851px version of George Quocksister Jr
George Quocksister Jr. boarded farm, used underwater camera to capture images of trapped herring. Photo submitted by Alexandra Morton.

Bycatch during harvest is a significant problem and the industry must report all “incidental catch of wild finfish from B.C. marine finfish facilities during harvest and transfer events.” Sometimes thousands of wild fish will be harvested along with the Atlantic salmon. 

For 30 years Atlantic salmon in fish farms “have been eating wild baby fish in these pens,” charged Quocksister.

Quocksister said he called the Department of Fisheries and Oceans to report the trapped fish but got no response. 

Ian Roberts, director of public affairs for Marine Harvest, said in an email that “Small wild fish may swim into, and out of, aquaculture net pens. Some fish may remain and cohabitate with cultured fish. When the net pen is removed after harvest, the wild fish are released into the ocean.”  

Marine Harvest, a Norwegian-based corporation, operates more than 50 industrial fish farms around Vancouver Island.

The impact of farming Atlantic salmon on wild fish has long been a hot political issue even though studies have shown that fish farms can spread viruses and parasites that impact wild salmon.

In 2012, Morton filed charges against Marine Harvest for possessing wild juvenile pink salmon and herring in boats used to pump out grown farmed fish from ocean pens. The company pleaded guilty to failing to return Pacific herring bycatch to the ocean and was fined $5,000.

Michelle Rainer, a communication advisor with the DFO, confirmed that wild fish swim in and out of net pens at fish farms and can co-exist with farmed fish. She added that there is “ongoing research to determine to what extent wild fish are preyed upon by farmed fish within net pens, but at this time predation appears to be minimal.” *

But commercial fishermen have noted for years that food pellets not eaten by the farmed Atlantic salmon attracts schools of wild fish.

Salmon farms also routinely turn on bright spotlights during the winter and spring “with unknown consequences on the abundance and distribution of marine fish and invertebrates,” say researchers.

The lights increase the numbers of some fish species around pens “thereby increasing the probability that farmed fish and wild species directly and indirectly interact in coastal marine environments,” the research found.

Fish farms not only attract wild fish, but also their predators.
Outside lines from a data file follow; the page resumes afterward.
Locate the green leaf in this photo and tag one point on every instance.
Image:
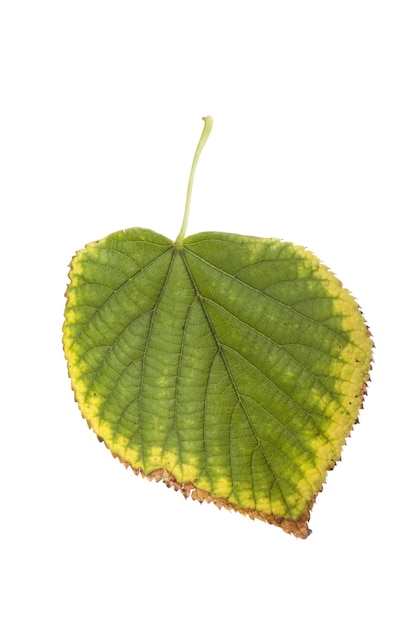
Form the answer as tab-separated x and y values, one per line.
231	367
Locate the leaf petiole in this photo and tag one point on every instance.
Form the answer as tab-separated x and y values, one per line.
208	125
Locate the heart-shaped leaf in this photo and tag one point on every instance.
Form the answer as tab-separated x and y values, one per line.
231	367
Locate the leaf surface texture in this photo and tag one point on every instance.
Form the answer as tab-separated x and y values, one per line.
231	367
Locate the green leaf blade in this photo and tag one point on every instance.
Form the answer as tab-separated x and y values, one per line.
232	367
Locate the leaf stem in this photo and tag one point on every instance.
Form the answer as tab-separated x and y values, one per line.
208	125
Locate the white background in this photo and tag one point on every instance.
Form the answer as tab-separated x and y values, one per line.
314	141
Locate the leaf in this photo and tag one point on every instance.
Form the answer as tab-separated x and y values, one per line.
233	368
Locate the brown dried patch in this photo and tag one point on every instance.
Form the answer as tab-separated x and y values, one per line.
298	528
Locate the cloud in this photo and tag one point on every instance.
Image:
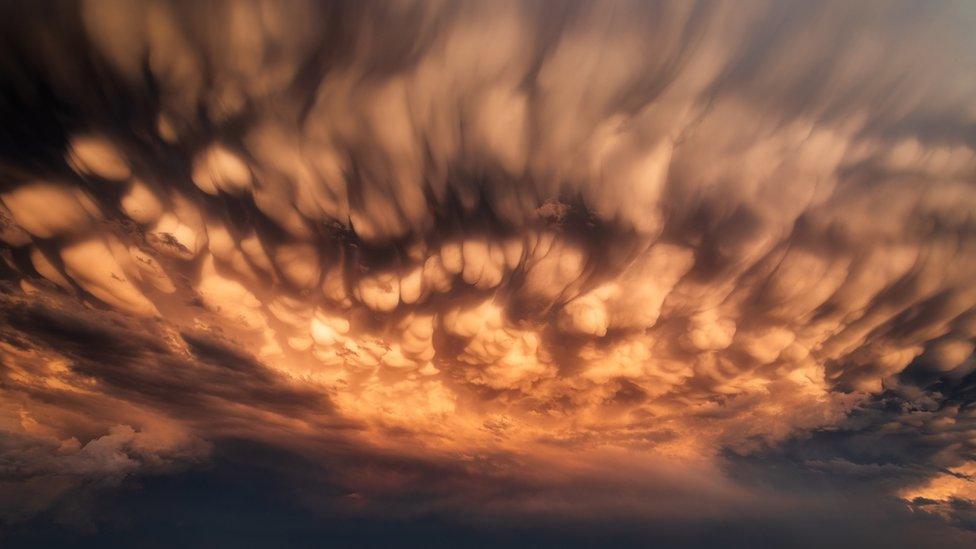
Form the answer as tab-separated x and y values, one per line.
506	230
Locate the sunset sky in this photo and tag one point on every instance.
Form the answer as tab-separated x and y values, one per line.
487	273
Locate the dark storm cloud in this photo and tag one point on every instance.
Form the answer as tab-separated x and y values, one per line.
537	259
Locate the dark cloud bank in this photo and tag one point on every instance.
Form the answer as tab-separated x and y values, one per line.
429	274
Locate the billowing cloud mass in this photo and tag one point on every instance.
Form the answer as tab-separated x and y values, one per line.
546	243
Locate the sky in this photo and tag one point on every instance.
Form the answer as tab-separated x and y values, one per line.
470	274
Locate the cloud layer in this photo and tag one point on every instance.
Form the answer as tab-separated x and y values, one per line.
456	231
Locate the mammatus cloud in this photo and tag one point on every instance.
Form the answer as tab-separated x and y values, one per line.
488	231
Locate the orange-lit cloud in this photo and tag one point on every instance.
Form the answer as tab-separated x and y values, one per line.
548	233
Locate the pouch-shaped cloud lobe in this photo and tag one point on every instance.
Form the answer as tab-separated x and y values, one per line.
515	238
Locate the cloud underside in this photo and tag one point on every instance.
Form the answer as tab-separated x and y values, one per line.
531	244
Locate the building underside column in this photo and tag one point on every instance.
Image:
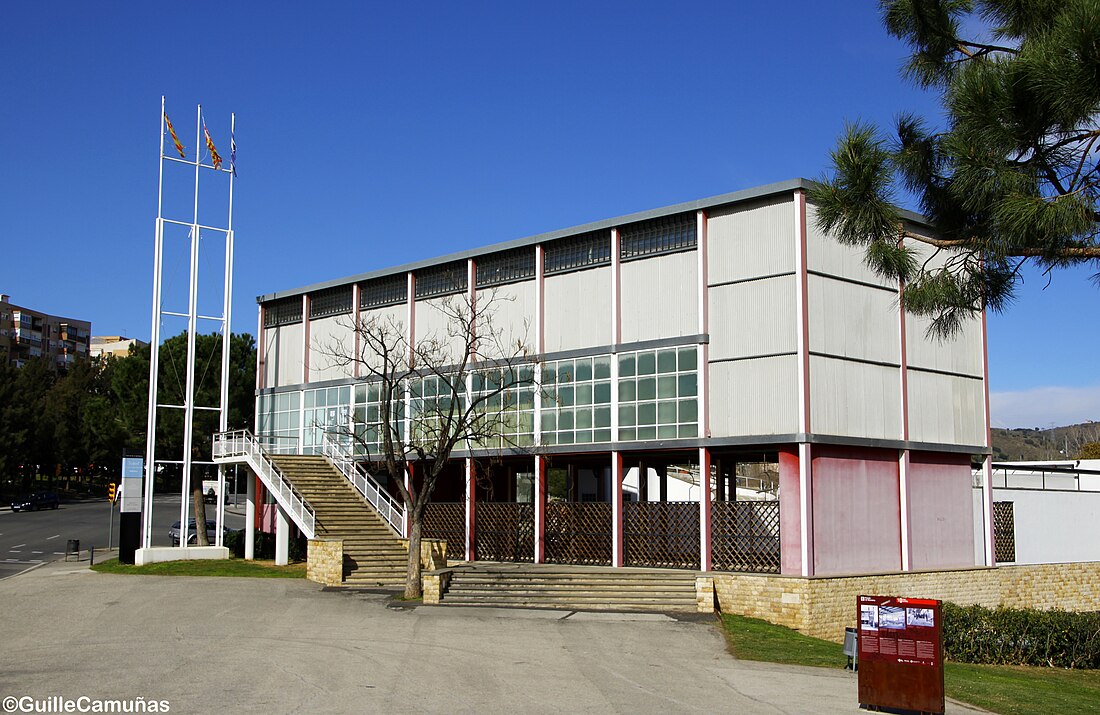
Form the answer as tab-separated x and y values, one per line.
616	508
471	491
250	517
282	537
540	509
704	509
According to DFO figures 110 sea lions drowned in Atlantic salmon pens in 2007, including one event that claimed over 50 animals.
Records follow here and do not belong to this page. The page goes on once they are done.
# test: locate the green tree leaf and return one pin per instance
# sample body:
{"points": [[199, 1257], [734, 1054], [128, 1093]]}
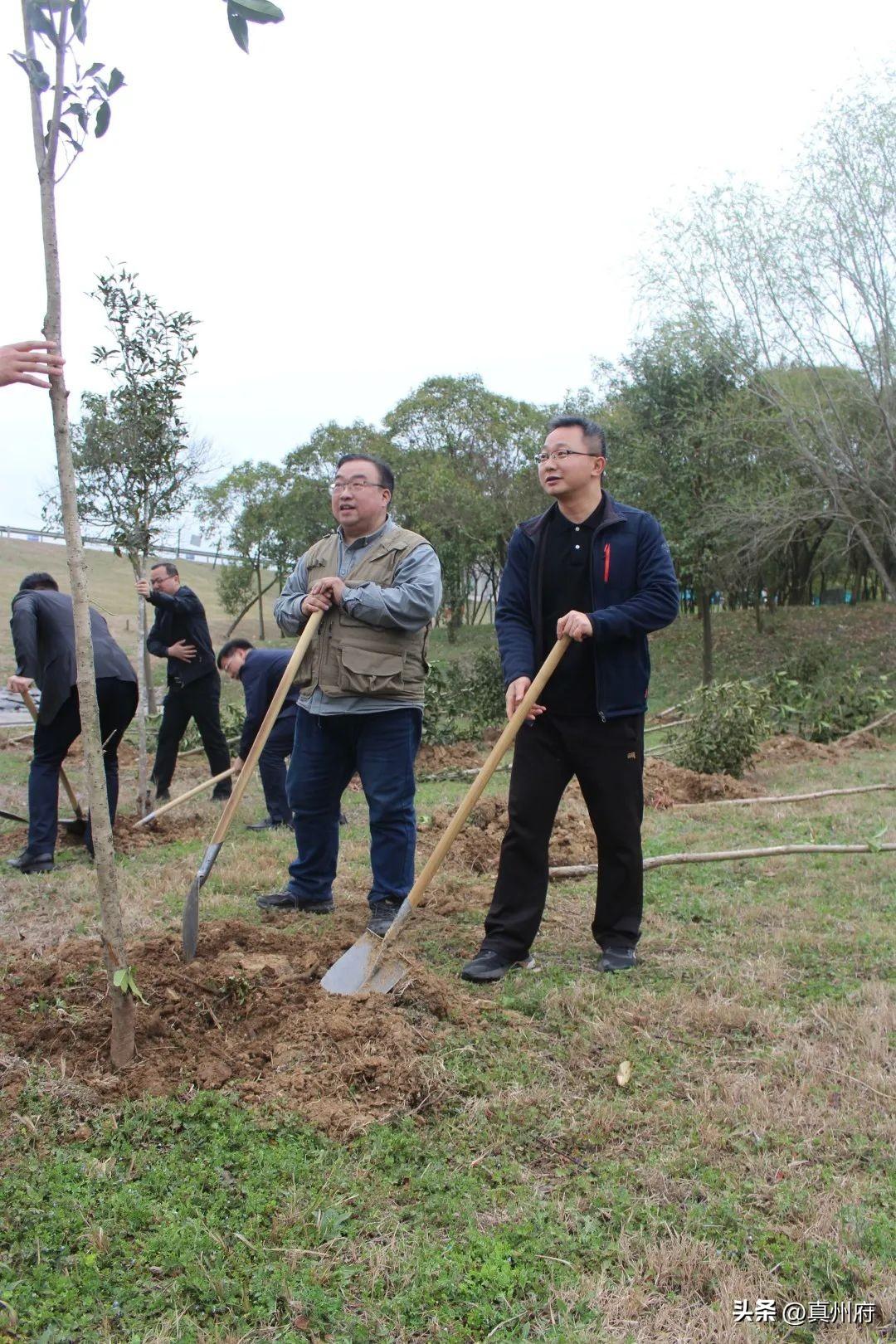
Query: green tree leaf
{"points": [[258, 11], [238, 27], [42, 22]]}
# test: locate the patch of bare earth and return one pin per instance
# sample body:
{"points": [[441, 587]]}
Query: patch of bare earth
{"points": [[247, 1015]]}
The DFO hasn’t studied the phenomenon of fish farms acting as major fish attractants in depth, but Norwegian researchers have.
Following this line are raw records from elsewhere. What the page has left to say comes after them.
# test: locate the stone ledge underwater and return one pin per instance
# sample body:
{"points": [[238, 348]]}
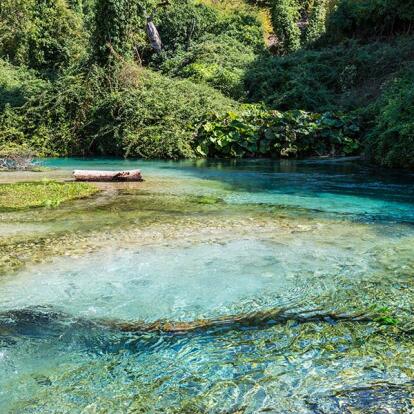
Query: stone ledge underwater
{"points": [[212, 287]]}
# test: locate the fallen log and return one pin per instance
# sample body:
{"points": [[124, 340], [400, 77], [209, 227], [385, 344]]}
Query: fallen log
{"points": [[95, 175]]}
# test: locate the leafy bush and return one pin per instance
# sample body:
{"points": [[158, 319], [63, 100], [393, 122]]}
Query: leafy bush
{"points": [[391, 143], [345, 77], [258, 132], [370, 18], [220, 61], [42, 34], [132, 111], [17, 84], [184, 23], [285, 16]]}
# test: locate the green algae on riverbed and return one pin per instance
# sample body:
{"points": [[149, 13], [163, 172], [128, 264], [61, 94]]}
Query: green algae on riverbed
{"points": [[193, 294], [46, 193]]}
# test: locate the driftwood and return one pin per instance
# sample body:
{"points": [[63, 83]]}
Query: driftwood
{"points": [[92, 175]]}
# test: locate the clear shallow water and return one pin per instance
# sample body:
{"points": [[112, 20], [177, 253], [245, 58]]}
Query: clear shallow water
{"points": [[170, 303], [339, 186]]}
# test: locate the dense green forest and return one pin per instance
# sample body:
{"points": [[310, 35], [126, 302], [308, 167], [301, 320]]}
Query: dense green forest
{"points": [[264, 78]]}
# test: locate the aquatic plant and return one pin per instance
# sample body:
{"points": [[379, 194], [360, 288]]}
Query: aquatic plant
{"points": [[41, 194]]}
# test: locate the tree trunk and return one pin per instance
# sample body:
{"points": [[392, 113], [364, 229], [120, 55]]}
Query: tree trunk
{"points": [[91, 175], [153, 35]]}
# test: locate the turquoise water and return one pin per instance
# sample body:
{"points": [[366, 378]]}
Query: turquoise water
{"points": [[345, 187], [273, 293]]}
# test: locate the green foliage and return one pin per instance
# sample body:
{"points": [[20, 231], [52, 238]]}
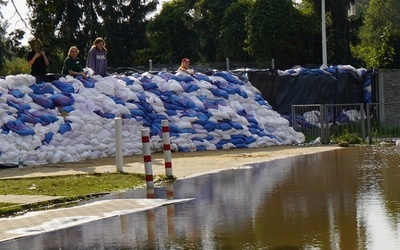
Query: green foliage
{"points": [[273, 26], [352, 138], [62, 24], [71, 186], [380, 36], [170, 34], [15, 66], [233, 34]]}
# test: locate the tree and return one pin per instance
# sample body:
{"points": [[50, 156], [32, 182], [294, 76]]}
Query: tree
{"points": [[273, 32], [170, 34], [339, 29], [207, 24], [380, 35], [233, 34], [61, 24]]}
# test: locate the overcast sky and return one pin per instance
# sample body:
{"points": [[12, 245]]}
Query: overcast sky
{"points": [[15, 21]]}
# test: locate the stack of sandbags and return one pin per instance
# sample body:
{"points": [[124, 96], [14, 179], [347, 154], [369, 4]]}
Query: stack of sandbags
{"points": [[72, 119]]}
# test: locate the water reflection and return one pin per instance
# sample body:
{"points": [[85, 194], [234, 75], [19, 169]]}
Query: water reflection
{"points": [[345, 199]]}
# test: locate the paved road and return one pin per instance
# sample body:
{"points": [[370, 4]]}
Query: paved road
{"points": [[184, 165]]}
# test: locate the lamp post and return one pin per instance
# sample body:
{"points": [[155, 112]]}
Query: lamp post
{"points": [[323, 25]]}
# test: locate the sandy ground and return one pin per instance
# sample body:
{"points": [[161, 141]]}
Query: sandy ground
{"points": [[184, 164]]}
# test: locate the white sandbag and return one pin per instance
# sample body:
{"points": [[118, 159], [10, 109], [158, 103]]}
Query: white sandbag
{"points": [[183, 124], [7, 118], [20, 79], [105, 86], [174, 86]]}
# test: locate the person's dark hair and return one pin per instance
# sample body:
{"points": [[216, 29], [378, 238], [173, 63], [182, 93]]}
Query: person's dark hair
{"points": [[98, 40], [35, 43]]}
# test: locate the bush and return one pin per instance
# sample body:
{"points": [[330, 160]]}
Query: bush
{"points": [[15, 66]]}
A 2014 Norwegian study, for example, found that as many as 17 different species of wild fish came to dine on waste feed from Atlantic salmon feedlots. (Up to five per cent of fish pellets aren’t eaten and drop out of the pens to the ocean floor.)

Up to 10 tonnes of wild fish crowd around the nine studied Norwegian fish farms in the summer months, the research found.

As powerful wild fish attractants, fish farms can also spread disease into the wild too. “The little knowledge that exists indicates that the transfer of pathogens from farmed fish to wild marine fish takes place,” noted the Norwegian researchers.

They also concluded that “attraction of fish to farms may be negative for local fishermen if it reduces the availability and food quality of the wild fish.”

Wild fish congregating around fish farms are exposed to the pathogens that build in the farms, such as sea lice, piscine reovirus and the bacteria piscirickettsia salmonis, a growing problem in B.C. salmon farms.

Recent research shows that, despite industry and government denials, the deadly and durable piscine reovirus has been causing disease in B.C. salmon farms.

The return of the Sea Shepherd vessel to B.C.’s coast this summer has already ruffled industry feathers.

“We’re disappointed that this latest American funded and organized activist campaign is attempting to paint a misleading picture of an industry that provides a healthy, sustainable product that feeds millions of people,” said BCSFA executive director Jeremy Dunn in a press release.